Who: Byrd, Linefork, Morgenstern

What: Just another day in the trench. The three have recently returned to the front after time spent in Arras, resting. Now they're back to the realities of war and the usual lack of cigarettes.

Allied Front Line North

The lines have been through here at least three times now. The reek of blood and death is thick in the air from the corpses of the men scattered all around that fought for this place.

Trenches old and new scar the bare earth, mostly old an unusable, but recently cut trenches, with redoubts and bunkers, mark the current front line.

Already the poppies can be seen pushing up through the earth, the hardy flowers thriving in a soil made acidic by explosives.

Nothing good lasts forever and the rather comfortable time spent billeting in Arras has come to an end. Back to trenches that are, at least, mostly dry and have been fortified and improved continuously when they've not been shelled to oblivion. Morgenstern is leaning over a map of the trench area, some sappers showing him what the area looks like and where wiring in no Man's Land is needed. Morgenstern doesn't look optimistic.

Byrd is sitting back in a hole dug into the side of the trench, something of a burrow for a soldier, smoking. The Kiwi is usually a jovial man, even in the muck, but his good spirits haven't returned to the trenches wit him. He looks more tired than anything else. Morgenstern and his party of sappers are within sight of his hole. Byrd watches them with mild interest, though smoking has his main focus.

Morgenstern nods to something and then folds the map and hands it back. "So, we got a lot of wiring to do," he notes, his voice drifting towards Byrd. The sappers look grim and nods; after all, they're the ones likely to put that wire out. They scramble off for some work further down the trench and Morgenstern turns to light a cigarette and duck over to where Byrd is. "Heard that?" he says, squinting into the burrow. "Germans have cleared a large part of wire."

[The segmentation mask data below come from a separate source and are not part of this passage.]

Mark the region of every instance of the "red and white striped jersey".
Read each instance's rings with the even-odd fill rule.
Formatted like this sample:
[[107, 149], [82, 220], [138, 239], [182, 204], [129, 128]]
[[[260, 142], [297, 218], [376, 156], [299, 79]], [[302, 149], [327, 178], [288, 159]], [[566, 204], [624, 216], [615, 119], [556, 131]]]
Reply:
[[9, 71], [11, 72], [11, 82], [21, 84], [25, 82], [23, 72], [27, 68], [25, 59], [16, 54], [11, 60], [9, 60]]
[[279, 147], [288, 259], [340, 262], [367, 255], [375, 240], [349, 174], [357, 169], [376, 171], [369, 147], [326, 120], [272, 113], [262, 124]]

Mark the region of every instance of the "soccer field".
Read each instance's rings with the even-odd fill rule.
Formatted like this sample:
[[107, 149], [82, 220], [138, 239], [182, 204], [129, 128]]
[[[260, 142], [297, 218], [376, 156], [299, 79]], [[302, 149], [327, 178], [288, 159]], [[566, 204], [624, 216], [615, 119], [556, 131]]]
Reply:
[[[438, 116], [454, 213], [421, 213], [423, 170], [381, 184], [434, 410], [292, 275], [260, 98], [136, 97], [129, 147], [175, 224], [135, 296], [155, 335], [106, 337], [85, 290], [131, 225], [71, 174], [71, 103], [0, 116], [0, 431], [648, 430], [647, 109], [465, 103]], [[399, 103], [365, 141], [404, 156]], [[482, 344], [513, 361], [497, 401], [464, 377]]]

"Heard enough," Byrd says, heaving himself out of the hole with a groan. He does some more smoking, managing to crook a grin. The expression still looks forced. "Bloody rotten luck for our engineers, eh?" And for the rest of them, too, he knows well enough, but maybe if he doesn't say it he can hold off whatever he'll have to do a moment longer.

Morgenstern smiles thinly. "Their chance for glory and honor," he says dryly. "Maybe we should start training monkeys to do it. I mean, we already have dogs, horses and pigeons doing a lot of important work." At the talk about dogs he habitually checks around to see if Skip and Tommy are about somewhere.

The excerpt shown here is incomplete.